Двое из этих господ уже давно знакомы нам: это бывший когда-то управляющий в Дендерове Смолинский и известный администратор Моренговский; с третьим встречаемся мы в первый раз. Этот третий, сидевший на кровати и занимавший таким образом лучшее место, а голосом и смехом предводительствовавший обществом, был атлет огромного роста, довольно плотный, лет под сорок, недурной наружности, несколько лысый, с длинными нависшими усами. Лицо его, на первый взгляд, показывало человека, которому очень хорошо на свете, который привык к удачам и смело марширует по жизненному пути, уверенный, что с ним ничего не случится. В его маленьких черных глазках было очень много жизни, ума и злости, но мясистые одутловатые губы, маленький лоб не обещали, чтобы он мог возвыситься над общественной рутиной обыденной жизни, над работой около копейки. Голова несколько остроконечная, судя по Галлю, давала повод заподозрить его в гордости, что подтверждало и выражение его губ. Он был одет по-дорожному, в венгерке, а из кармана на груди выглядывала у него сигарочница.
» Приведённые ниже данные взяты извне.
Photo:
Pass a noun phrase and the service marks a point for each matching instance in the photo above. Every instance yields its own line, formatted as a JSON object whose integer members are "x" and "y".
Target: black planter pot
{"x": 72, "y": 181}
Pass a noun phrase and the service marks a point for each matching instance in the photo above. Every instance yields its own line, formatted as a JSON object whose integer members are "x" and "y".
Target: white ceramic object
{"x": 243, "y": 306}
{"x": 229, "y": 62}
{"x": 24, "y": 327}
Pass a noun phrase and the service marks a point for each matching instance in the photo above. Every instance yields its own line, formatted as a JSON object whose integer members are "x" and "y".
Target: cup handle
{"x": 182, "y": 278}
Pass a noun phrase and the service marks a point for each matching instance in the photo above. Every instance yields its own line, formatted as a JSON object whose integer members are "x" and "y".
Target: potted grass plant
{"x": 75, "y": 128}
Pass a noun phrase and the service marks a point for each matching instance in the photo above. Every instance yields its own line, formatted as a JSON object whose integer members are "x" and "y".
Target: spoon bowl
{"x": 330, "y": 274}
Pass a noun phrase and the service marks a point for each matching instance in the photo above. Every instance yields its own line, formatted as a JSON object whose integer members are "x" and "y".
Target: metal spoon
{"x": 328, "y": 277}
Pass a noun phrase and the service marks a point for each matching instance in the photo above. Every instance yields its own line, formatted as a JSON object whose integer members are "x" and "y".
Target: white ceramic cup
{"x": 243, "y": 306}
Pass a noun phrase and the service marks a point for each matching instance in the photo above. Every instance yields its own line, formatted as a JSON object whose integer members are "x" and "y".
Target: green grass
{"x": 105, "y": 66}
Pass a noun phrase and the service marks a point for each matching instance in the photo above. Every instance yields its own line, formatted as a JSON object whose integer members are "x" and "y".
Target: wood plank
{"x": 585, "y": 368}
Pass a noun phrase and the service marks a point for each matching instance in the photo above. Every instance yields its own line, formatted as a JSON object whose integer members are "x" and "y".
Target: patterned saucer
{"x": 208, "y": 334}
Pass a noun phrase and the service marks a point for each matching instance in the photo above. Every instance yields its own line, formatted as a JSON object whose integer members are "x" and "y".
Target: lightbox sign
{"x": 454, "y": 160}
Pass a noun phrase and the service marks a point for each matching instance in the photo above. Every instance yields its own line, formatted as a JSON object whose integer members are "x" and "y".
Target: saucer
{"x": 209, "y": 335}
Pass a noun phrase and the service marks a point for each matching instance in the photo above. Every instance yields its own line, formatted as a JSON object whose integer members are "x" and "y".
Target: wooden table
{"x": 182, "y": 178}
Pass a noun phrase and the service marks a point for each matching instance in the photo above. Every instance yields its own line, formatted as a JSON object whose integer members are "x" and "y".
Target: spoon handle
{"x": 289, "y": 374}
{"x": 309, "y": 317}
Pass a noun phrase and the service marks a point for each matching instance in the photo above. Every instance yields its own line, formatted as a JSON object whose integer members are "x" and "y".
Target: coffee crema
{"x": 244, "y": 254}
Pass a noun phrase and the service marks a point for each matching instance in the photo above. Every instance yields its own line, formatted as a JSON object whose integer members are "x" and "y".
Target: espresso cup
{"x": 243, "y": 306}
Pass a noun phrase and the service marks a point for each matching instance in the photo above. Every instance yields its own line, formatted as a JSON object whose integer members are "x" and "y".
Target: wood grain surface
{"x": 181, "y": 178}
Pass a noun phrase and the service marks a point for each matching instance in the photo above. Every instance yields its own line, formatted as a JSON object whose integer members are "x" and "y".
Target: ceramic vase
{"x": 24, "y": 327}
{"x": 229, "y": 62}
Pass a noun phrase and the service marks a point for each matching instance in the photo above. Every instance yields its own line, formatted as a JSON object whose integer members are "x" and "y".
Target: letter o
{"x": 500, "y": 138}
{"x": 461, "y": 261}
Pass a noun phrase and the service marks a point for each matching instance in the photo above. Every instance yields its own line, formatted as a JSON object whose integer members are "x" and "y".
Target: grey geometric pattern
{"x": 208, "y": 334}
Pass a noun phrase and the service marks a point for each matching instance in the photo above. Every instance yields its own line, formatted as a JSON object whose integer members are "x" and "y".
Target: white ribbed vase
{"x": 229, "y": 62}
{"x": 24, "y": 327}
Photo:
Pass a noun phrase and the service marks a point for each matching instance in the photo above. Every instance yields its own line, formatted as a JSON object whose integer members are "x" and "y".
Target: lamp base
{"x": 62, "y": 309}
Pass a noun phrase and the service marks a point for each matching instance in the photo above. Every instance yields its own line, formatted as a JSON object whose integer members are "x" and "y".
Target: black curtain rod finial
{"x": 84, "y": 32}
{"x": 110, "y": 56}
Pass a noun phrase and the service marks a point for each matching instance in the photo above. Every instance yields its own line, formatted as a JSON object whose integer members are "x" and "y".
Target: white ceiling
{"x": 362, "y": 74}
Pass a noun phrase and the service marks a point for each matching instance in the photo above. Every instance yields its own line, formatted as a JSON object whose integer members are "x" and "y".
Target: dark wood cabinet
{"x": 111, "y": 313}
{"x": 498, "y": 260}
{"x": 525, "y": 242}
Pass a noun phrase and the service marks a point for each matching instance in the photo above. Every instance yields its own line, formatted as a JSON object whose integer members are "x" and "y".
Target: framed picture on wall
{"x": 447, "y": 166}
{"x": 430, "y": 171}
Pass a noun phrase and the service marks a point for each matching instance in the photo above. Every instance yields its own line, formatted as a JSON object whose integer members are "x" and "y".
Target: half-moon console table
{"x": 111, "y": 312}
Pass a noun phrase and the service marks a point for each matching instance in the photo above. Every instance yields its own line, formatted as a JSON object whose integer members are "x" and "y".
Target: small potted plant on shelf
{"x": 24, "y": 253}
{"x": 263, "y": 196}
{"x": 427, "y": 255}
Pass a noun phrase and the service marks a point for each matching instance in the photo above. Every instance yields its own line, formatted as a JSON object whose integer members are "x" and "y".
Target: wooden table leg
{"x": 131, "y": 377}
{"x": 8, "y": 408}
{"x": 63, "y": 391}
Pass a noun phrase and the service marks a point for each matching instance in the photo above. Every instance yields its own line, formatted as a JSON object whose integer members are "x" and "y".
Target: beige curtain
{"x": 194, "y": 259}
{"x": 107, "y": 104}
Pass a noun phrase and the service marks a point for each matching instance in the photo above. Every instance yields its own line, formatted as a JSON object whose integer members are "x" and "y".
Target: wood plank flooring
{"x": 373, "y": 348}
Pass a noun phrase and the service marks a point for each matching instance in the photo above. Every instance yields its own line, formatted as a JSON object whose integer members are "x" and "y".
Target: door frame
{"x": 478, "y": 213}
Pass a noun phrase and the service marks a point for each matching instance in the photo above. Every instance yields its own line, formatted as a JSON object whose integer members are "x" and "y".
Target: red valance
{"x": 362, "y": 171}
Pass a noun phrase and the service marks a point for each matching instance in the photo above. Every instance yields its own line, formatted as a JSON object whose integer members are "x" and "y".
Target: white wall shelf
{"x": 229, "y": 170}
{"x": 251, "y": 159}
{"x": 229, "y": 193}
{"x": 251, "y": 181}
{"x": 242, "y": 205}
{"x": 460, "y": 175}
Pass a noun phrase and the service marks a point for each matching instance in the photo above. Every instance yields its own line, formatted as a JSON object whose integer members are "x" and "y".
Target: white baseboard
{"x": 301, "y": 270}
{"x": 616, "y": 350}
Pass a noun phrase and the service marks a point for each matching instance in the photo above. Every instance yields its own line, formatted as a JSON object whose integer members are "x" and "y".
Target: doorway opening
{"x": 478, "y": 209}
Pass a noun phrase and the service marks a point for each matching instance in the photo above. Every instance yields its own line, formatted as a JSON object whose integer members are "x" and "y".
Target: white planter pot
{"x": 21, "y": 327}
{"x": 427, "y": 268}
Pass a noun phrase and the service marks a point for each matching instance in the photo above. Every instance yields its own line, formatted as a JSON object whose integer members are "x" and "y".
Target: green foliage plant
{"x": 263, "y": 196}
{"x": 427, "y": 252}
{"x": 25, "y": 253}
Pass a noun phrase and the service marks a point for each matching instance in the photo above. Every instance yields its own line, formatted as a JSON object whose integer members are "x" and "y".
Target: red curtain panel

Он довольно дружески обходился со своими товарищами Смолинским и Моренговским, но заметно было, по покровительственному тону, что он считал себя поставленным далеко выше их на ступенях общественной лестницы.
Те господа шутили над ними осторожно, а он не щадил их вовсе. Завтрак, очевидно, был подан на его счет, и зато он и ел, и хозяйничал за ним больше всех. Этим господином, таким счастливым и цветущим, таким веселым, краснощеким, был судья Петр Слодкевич. Никто не знал наверно, откуда он происходил и из какой страны света прибыл; он явился давно с какой-нибудь тысчонкой рублей, с неглупой головой, с запасом смелости, а в настоящее время был владетелем трех деревень, около тысячи душ, чистеньких, без долгов и незаложенных. Одни говорили, что он был сын какого-то повара, другие считали его сыном какой-то княжеской фаворитки; но пан Петр производил себя смело от дедов и прадедов дворянином, попал в судьи и так толковал о себе, как будто предки его, по крайней мере, десяти поколений, ходили в малиновых шароварах. У него была даже гербовая печать с козлом наверху, с ослиной головой в щите и с каким-то девизом, который он поймал не знаю где и который не считал обязанностью понимать потому, что он был латинский. Трудно объяснить, каким образом нажил он такое имение. Верно то, что он управлял частью в Бузове, что купил ее через два года и заплатил чистоганом, что в скором времени и целый Бузов стал его собственностью, а за тем и Шарувка, и Полбеды.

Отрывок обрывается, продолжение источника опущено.